Personal information
- Born: September 7, 1904 Miamisburg, Ohio, U.S.
- Died: July 18, 1942 (aged 37) West Carrollton, Ohio, U.S.
- Listed height: 6 ft 0 in (1.83 m)
- Listed weight: 188 lb (85 kg)

Career information
- College: none

Career history
- Dayton Triangles (1927–1928); Portsmouth Spartans (1930);
- Stats at Pro Football Reference

= Ebby DeWeese =

American football player (1904–1942)

William Everett "Ebby" DeWeese (September 7, 1904 – July 18, 1942) was an American professional football player who played three seasons in the National Football League (NFL) with the Dayton Triangles and Portsmouth Spartans.

==Early life==
William Everett DeWeese was born on September 7, 1904, in Miamisburg, Ohio. He did not play college football.

==Professional career==
DeWeese signed with the Dayton Triangles of the National Football League (NFL) in 1927. He played in six games, starting four, for the Triangles during the 1927 season and wore jersey number 8. He was listed as a guard that year. The Triangles finished the 1927 season with a 1–6–1 record.

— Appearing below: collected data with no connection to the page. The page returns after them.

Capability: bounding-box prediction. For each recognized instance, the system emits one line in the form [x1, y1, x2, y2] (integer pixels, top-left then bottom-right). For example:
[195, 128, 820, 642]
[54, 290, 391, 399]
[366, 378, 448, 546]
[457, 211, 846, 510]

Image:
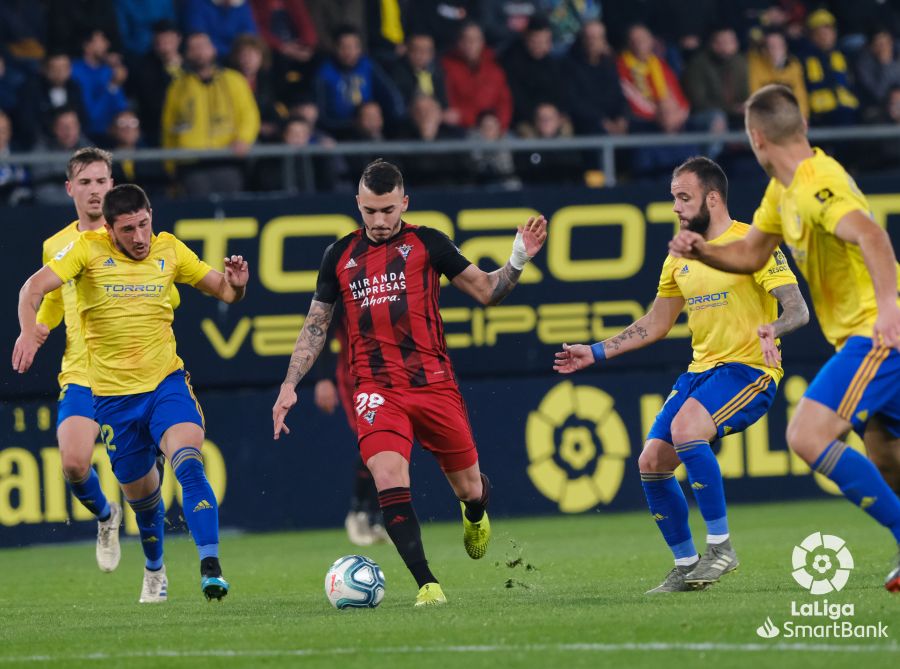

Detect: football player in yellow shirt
[670, 84, 900, 592]
[34, 148, 124, 572]
[14, 184, 249, 603]
[555, 157, 809, 593]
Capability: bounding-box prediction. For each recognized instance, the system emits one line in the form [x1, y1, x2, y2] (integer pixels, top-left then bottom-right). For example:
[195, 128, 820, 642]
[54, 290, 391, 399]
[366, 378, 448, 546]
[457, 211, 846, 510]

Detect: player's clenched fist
[669, 230, 706, 259]
[272, 383, 298, 440]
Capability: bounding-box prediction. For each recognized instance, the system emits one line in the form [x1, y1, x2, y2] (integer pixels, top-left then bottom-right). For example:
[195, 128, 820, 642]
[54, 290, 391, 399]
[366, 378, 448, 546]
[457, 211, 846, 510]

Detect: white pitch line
[1, 641, 897, 663]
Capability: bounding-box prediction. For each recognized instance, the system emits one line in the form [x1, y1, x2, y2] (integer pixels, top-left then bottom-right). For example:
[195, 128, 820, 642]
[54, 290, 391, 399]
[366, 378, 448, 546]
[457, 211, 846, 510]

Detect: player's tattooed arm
[486, 262, 523, 305]
[600, 296, 684, 359]
[769, 284, 810, 338]
[283, 300, 335, 387]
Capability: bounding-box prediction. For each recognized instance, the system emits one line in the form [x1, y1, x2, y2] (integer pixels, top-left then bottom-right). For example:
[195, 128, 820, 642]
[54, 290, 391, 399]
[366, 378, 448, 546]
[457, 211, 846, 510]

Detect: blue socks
[641, 472, 697, 563]
[69, 467, 111, 521]
[675, 439, 730, 541]
[814, 440, 900, 543]
[172, 447, 219, 560]
[127, 486, 165, 570]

DeWeese appeared in one game as a halfback for the team in 1928, wearing No. 14. He became a free agent after the season.

DeWeese played in 11 games, starting four, for the Portsmouth Spartans during the team's inaugural season in 1930. The Spartans finished the season with a 5–6–3 record. He was listed as a guard and end while with the Spartans and wore No. 52.

==Personal life==
DeWeese died on July 18, 1942, in West Carrollton, Ohio at the age of 37. He is buried in Hill Grove Cemetery in Montgomery County, Ohio.